The present system of education, known as Universal Primary Education (UPE), has existed since 1997, and its introduction was the result of democratisation and open elections, as there was great popular support for free education.
Despite its promising boosts in enrolment, issues with funding and organisation have continued to plague the Universal Primary Education
In 1999 there were six million pupils receiving primary education, compared to only two million in 1986. Numbers received a boost in 1997 when free primary education was made available to four children per family.
Only some of primary school graduates go on to take any form of secondary education.
This is contingent upon their passing their Primary Leaving Examinations (PLE).
Uganda is one of East Africa’s developing countries, bordered by Tanzania, Rwanda, the Democratic Republic of the Congo, South Sudan, and Kenya.
It occupies 236,040 square kilometres (91,140 sq mi) and has 26,404,543 people.
According to CIA World Fact Book 2004, more than 80 percent of its population is rural and 35% of the people lives below poverty line.
The United Nations characterised the current condition of Uganda with its unstable government and struggling people as “the world’s worst humanitarian crisis.”
In 1997 the Ugandan government introduced the Universal Primary Education (UPE) program to improve enrollment and attainment in primary schools. It was initially realized to provide free education for four children per family, but the program was not performing based in its regulations due to the complex structure of Ugandan families.
Most Ugandan families have more than four children and households started sending every child, which resulted in a rapid increase in student enrollment in primary schools.
Due to the circumstances, President Museveni announced that the Universal Primary Education was open to all children of all families (Omona 74).
When the new policy was executed, schools experienced a massive influx of pupils and the demand for learning materials, teachers, and infrastructure became a challenge to the education system.

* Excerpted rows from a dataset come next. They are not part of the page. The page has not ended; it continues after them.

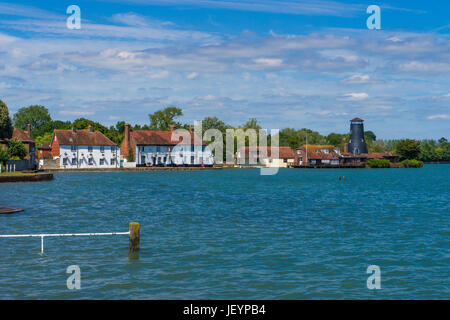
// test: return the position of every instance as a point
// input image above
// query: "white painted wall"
(177, 155)
(81, 155)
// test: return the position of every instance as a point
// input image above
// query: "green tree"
(37, 116)
(4, 156)
(6, 128)
(252, 123)
(46, 137)
(370, 136)
(162, 119)
(214, 123)
(408, 149)
(16, 149)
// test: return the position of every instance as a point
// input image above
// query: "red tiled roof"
(82, 138)
(163, 138)
(283, 152)
(45, 146)
(21, 135)
(317, 152)
(377, 155)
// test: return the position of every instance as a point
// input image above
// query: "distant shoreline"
(25, 177)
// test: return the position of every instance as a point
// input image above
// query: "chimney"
(127, 132)
(125, 146)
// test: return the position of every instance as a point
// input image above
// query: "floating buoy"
(10, 210)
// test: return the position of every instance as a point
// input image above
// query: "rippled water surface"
(232, 234)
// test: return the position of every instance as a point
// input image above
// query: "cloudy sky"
(296, 64)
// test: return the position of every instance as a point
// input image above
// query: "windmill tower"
(357, 143)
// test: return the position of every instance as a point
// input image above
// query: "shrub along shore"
(25, 177)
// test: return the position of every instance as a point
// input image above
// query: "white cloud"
(160, 75)
(439, 117)
(192, 75)
(358, 78)
(269, 62)
(355, 96)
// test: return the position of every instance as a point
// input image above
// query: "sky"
(297, 64)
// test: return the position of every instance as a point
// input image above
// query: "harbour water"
(232, 234)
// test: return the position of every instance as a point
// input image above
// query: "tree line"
(42, 127)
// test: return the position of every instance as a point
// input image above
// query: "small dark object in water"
(10, 210)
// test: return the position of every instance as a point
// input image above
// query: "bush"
(412, 163)
(379, 163)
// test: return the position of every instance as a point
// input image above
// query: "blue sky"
(291, 64)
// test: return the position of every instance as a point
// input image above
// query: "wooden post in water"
(135, 229)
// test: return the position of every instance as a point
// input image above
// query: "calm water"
(230, 234)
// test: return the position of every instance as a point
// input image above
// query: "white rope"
(43, 235)
(62, 234)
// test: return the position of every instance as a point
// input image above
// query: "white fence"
(43, 235)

Ngaka argues that the University Primary Education resulted in costly consequences, including but not limited to a poor quality education, low pupil achievement, untrained teachers, improper infrastructures and classroom settings.

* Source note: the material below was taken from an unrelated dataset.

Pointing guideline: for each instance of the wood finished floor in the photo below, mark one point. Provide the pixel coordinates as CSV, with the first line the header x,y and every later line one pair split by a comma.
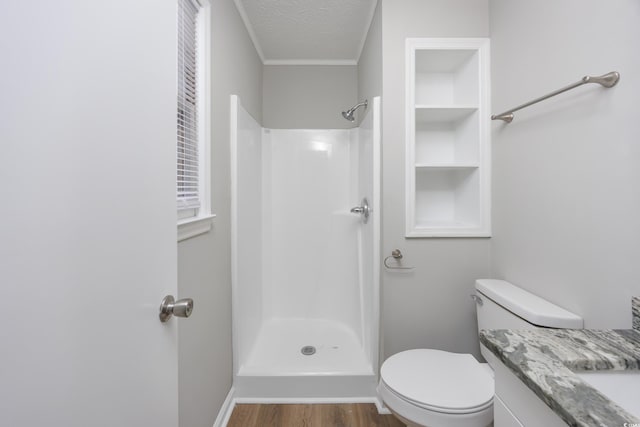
x,y
320,415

The Human Rights Measurement Initiative gives Uganda a score of 92.3% for primary school enrolment.
Uganda has seven years of primary education and the legal age for school entry is six.

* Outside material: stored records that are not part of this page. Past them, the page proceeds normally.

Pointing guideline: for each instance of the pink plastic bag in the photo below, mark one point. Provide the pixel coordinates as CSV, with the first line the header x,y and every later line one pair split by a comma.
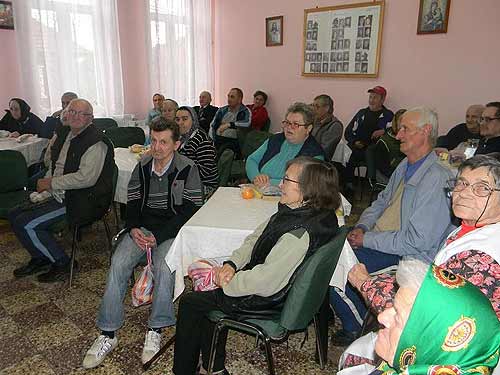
x,y
202,274
142,292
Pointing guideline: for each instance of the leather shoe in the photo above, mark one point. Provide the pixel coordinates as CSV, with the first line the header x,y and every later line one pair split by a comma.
x,y
343,338
35,265
56,273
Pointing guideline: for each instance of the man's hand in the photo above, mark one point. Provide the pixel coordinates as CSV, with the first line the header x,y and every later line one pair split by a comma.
x,y
261,180
141,240
222,128
223,275
358,275
355,237
378,133
43,184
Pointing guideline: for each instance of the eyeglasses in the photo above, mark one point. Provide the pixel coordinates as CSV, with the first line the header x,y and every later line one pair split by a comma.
x,y
72,112
292,125
479,189
488,119
285,178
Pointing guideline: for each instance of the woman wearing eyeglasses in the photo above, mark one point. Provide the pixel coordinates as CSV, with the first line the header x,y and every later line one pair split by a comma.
x,y
471,251
258,276
266,166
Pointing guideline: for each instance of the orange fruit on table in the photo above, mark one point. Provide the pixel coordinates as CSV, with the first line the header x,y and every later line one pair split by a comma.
x,y
247,193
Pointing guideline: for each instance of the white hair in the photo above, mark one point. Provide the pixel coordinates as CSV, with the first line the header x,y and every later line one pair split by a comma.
x,y
411,273
427,116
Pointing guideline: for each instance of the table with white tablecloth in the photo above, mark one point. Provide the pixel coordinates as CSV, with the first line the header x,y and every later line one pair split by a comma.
x,y
221,225
31,148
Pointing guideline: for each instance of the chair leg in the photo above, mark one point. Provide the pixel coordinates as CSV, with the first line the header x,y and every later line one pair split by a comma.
x,y
74,247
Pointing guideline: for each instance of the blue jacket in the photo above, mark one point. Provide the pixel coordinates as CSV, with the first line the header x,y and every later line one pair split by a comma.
x,y
243,119
425,212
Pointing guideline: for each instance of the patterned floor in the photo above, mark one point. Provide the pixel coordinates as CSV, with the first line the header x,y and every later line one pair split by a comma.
x,y
47,328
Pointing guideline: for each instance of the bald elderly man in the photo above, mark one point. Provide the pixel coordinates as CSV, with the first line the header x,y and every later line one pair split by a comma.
x,y
462,132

According to the Ministry of Education and Sports (MoES) statistics, school enrollments increased from three million to 5.3 million in 1997 and the number rapidly increased to seven million by 2004.
Even though the increased number of pupils was perceived as a good thing, there were only 125,883 teachers, exceeding the Universal Primary Education required pupil-teacher ratio of 1:40.
The large number of pupils worsens the learning environment and it becomes harder for the teacher to be heard and teach. According to Arbeiter and Hartley, classes have between 70 and 150 pupils and there is over-age studying in all schools.
Moyi explains the issue of many classes having the inappropriate age of pupils as having been driven by late enrolment or grade repetition, which in turn is caused by the poor quality of education.
For instance, “third grade included pupils aged between seven to sixteen years and in sixth grade there were pupils up to nineteen years of age.”